Reasonable and excessive force policies
According to the FBI’s website, “FBI special agents may use deadly force only when necessary—when the agent has a reasonable belief that the subject of such force poses an imminent danger of death or serious physical injury to the agent or another person. If feasible, a verbal warning to submit to the authority of the special agent is given prior to the use of deadly force.”
The CAIR complaint didn’t explicitly state which laws or policies should be referenced in encouraging the DOJ’s Civil Rights Division to pursue an investigation into the use of excessive force. However, the Division’s website explains that excessive force falls under the types of misconduct covered by the US federal law on the deprivation of rights under the color of law. Acts carried out under the “color of law” refer to acts committed by persons using the power given to them by a government agency, even if in doing so they are not acting within the scope of their official authority.
The text of the law itself refers to the commission of such acts when motivated by the person’s status as an alien, or by his race or color.
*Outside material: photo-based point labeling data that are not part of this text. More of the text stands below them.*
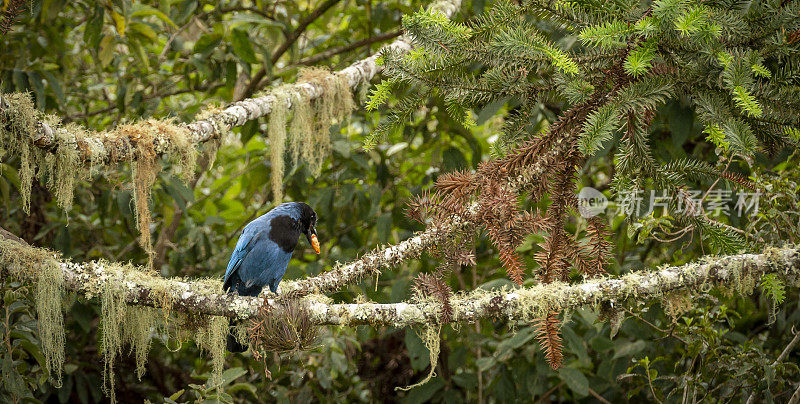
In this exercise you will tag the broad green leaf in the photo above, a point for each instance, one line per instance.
(242, 46)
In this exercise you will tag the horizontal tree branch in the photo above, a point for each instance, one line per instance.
(234, 115)
(206, 297)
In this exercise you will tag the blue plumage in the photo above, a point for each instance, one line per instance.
(264, 250)
(258, 261)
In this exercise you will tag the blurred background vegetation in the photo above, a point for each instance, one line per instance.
(102, 63)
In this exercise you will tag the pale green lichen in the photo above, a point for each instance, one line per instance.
(48, 297)
(276, 133)
(61, 167)
(431, 339)
(18, 118)
(301, 129)
(140, 323)
(211, 338)
(25, 264)
(333, 107)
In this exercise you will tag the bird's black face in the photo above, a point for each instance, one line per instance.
(308, 223)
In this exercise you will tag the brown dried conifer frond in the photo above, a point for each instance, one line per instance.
(421, 207)
(599, 248)
(434, 285)
(547, 333)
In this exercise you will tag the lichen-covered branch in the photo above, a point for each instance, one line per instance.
(205, 296)
(96, 150)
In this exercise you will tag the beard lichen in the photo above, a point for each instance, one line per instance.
(431, 338)
(309, 130)
(276, 133)
(112, 312)
(301, 130)
(676, 304)
(211, 338)
(25, 263)
(61, 166)
(49, 293)
(333, 107)
(140, 323)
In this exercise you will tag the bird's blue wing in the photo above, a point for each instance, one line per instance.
(248, 240)
(265, 265)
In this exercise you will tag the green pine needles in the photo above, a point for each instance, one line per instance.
(734, 64)
(609, 71)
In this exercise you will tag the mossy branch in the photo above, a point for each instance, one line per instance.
(93, 149)
(204, 296)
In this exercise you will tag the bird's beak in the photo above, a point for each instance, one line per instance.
(312, 238)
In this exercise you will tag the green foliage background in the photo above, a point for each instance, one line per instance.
(105, 63)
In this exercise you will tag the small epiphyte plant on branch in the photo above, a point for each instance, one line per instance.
(732, 63)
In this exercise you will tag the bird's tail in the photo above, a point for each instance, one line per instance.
(232, 342)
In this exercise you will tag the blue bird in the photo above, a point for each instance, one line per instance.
(264, 250)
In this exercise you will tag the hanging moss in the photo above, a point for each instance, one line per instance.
(676, 303)
(49, 293)
(211, 339)
(431, 338)
(24, 263)
(276, 133)
(333, 107)
(112, 311)
(139, 325)
(301, 130)
(17, 125)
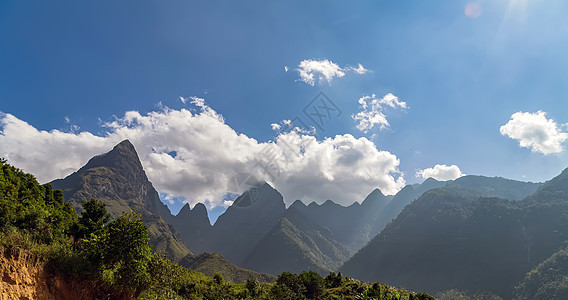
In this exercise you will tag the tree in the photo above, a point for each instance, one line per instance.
(92, 220)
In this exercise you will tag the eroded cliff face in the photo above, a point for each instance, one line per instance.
(25, 276)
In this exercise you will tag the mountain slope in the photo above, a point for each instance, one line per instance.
(403, 198)
(211, 263)
(460, 236)
(350, 225)
(193, 226)
(297, 244)
(246, 222)
(448, 238)
(118, 179)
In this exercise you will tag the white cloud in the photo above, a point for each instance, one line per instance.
(208, 153)
(441, 172)
(372, 111)
(324, 70)
(535, 131)
(359, 70)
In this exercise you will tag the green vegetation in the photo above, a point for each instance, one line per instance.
(549, 280)
(115, 256)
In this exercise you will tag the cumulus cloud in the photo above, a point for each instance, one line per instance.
(208, 152)
(535, 131)
(359, 70)
(310, 70)
(372, 108)
(441, 172)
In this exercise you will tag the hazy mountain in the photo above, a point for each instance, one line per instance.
(193, 226)
(118, 179)
(237, 231)
(549, 280)
(458, 237)
(350, 225)
(404, 197)
(211, 263)
(297, 244)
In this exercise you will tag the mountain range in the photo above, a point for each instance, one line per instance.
(474, 233)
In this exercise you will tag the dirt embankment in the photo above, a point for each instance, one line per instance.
(24, 276)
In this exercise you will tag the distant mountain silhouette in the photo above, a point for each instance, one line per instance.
(461, 236)
(193, 226)
(118, 179)
(237, 231)
(297, 244)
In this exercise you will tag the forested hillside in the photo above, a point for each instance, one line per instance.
(112, 256)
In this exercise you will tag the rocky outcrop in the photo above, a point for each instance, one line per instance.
(28, 276)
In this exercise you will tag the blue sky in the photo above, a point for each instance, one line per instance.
(75, 66)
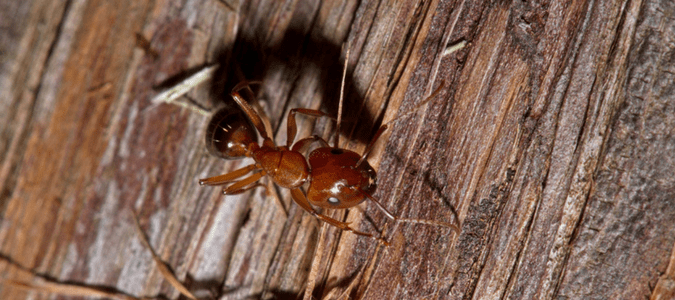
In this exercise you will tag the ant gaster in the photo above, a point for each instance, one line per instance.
(336, 177)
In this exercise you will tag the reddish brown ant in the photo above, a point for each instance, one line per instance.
(336, 177)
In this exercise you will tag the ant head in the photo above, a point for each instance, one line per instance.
(337, 181)
(229, 133)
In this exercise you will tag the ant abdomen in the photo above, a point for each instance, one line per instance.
(338, 180)
(229, 133)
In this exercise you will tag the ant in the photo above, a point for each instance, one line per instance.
(337, 178)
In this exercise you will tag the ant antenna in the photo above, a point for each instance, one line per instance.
(398, 117)
(342, 96)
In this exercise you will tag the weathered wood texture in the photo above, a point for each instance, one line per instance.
(553, 138)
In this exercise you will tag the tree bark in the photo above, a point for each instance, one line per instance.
(552, 138)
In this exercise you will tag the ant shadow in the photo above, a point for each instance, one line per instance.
(298, 54)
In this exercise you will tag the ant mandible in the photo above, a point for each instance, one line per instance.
(338, 178)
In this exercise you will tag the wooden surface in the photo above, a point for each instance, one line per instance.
(553, 138)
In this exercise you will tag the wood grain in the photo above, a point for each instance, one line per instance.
(553, 138)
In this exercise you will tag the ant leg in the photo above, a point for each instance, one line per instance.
(416, 221)
(385, 126)
(229, 177)
(244, 184)
(300, 198)
(293, 129)
(303, 144)
(249, 111)
(372, 143)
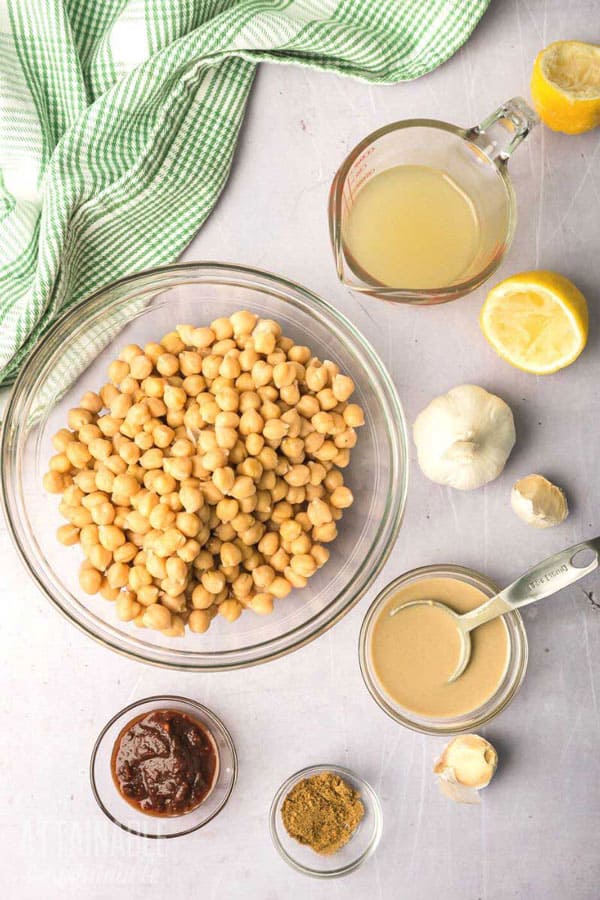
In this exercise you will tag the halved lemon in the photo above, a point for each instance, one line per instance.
(565, 86)
(537, 321)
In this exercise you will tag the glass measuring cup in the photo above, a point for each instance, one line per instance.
(476, 159)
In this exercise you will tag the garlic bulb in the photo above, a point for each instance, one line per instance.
(539, 502)
(464, 437)
(467, 765)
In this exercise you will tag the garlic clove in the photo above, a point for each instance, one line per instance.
(464, 437)
(538, 502)
(467, 765)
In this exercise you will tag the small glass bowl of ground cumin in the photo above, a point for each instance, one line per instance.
(325, 821)
(163, 767)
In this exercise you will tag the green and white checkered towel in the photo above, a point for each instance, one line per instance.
(119, 119)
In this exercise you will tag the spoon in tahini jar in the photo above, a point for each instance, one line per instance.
(543, 580)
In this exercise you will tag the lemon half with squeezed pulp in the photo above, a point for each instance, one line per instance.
(565, 86)
(537, 321)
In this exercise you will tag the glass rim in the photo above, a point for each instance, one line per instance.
(415, 296)
(375, 805)
(34, 369)
(215, 722)
(481, 715)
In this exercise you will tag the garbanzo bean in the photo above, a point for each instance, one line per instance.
(223, 467)
(199, 621)
(262, 604)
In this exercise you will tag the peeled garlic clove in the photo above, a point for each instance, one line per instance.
(539, 502)
(467, 765)
(464, 437)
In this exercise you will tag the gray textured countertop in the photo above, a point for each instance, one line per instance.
(535, 834)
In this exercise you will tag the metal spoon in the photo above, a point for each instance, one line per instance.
(543, 580)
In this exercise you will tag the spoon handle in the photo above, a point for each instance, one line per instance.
(543, 580)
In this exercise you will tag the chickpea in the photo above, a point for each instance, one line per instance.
(231, 555)
(62, 437)
(117, 575)
(243, 322)
(78, 417)
(325, 533)
(99, 556)
(199, 621)
(78, 516)
(353, 416)
(190, 362)
(262, 604)
(125, 553)
(230, 610)
(188, 524)
(213, 580)
(243, 487)
(169, 542)
(201, 598)
(341, 497)
(301, 545)
(191, 498)
(290, 394)
(127, 607)
(107, 592)
(227, 509)
(78, 454)
(222, 328)
(103, 513)
(174, 398)
(53, 482)
(164, 483)
(88, 535)
(295, 579)
(157, 617)
(320, 555)
(318, 512)
(125, 486)
(280, 560)
(298, 476)
(202, 338)
(275, 429)
(264, 342)
(282, 511)
(280, 587)
(316, 378)
(111, 537)
(263, 576)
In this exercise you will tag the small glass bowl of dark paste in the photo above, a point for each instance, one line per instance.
(163, 767)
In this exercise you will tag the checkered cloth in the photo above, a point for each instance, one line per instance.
(119, 120)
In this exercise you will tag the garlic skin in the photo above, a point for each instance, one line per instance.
(538, 502)
(464, 437)
(467, 765)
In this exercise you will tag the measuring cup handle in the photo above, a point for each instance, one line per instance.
(514, 117)
(543, 580)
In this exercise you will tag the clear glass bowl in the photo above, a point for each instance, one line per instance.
(353, 854)
(73, 358)
(132, 820)
(508, 687)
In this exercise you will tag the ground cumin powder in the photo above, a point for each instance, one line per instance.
(323, 812)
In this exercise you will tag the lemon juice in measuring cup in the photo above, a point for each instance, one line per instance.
(423, 211)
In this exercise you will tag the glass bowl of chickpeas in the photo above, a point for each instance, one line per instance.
(203, 466)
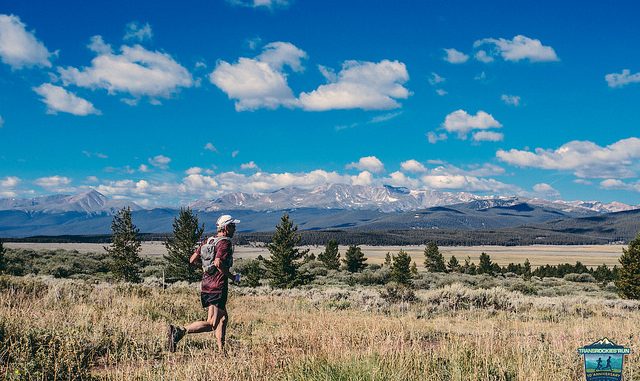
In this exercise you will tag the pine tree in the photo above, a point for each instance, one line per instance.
(283, 267)
(453, 265)
(125, 247)
(330, 257)
(485, 267)
(628, 281)
(2, 260)
(434, 261)
(401, 268)
(526, 269)
(354, 259)
(186, 234)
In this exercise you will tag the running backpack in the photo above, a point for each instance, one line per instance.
(208, 254)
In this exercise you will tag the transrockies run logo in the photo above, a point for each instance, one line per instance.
(603, 360)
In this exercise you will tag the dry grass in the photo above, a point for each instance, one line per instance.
(590, 255)
(115, 332)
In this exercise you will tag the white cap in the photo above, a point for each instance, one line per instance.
(225, 220)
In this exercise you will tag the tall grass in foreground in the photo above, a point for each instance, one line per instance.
(53, 329)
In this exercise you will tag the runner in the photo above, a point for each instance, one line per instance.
(215, 284)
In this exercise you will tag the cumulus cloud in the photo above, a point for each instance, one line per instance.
(136, 71)
(586, 159)
(434, 137)
(58, 99)
(270, 4)
(260, 82)
(364, 85)
(137, 32)
(249, 165)
(462, 122)
(487, 136)
(434, 79)
(511, 100)
(622, 79)
(52, 182)
(210, 147)
(367, 163)
(20, 48)
(455, 56)
(546, 190)
(517, 49)
(160, 161)
(620, 185)
(413, 166)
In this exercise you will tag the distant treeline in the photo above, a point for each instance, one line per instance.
(502, 237)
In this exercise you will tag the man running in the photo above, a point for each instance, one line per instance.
(215, 286)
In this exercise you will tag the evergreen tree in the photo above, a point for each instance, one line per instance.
(434, 261)
(125, 247)
(401, 268)
(453, 265)
(628, 281)
(485, 267)
(330, 257)
(283, 267)
(354, 259)
(2, 260)
(186, 234)
(526, 269)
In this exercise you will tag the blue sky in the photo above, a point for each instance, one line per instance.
(165, 104)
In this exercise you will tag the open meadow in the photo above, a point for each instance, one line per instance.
(62, 329)
(590, 255)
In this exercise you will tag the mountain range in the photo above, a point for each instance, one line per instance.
(331, 206)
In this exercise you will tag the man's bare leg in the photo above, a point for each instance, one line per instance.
(221, 329)
(204, 326)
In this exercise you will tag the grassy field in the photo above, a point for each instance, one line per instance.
(61, 329)
(590, 255)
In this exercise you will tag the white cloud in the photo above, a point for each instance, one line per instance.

The Division, however, notes explicitly that: “Enforcement of these provisions does not require that any racial, religious, or other discriminatory motive existed.”
The law stipulates the following punishments in the case of the victim’s death: “if death results from the acts committed in violation of this section or if such acts include kidnapping or an attempt to kidnap, aggravated sexual abuse, or an attempt to commit aggravated sexual abuse, or an attempt to kill, shall be fined under this title, or imprisoned for any term of years or for life, or both, or may be sentenced to death.” The Division only mentions fines and imprisonment as punishment options, however.
In other words, there are options in the US justice system in case the worst is confirmed. As the case remains veiled in mystery, however, it is difficult to say with any degree of certainty whether and how Todashev’s rights were violated. Between the official press releases that have tended toward epitomizing vagueness and the disjointed reports leaked by anonymous law enforcement officials to mass media outlets, we are left with all the trappings of a Hollywood thriller, and none of the concrete facts that would ordinarily anchor our temptation to fall into such hysteria.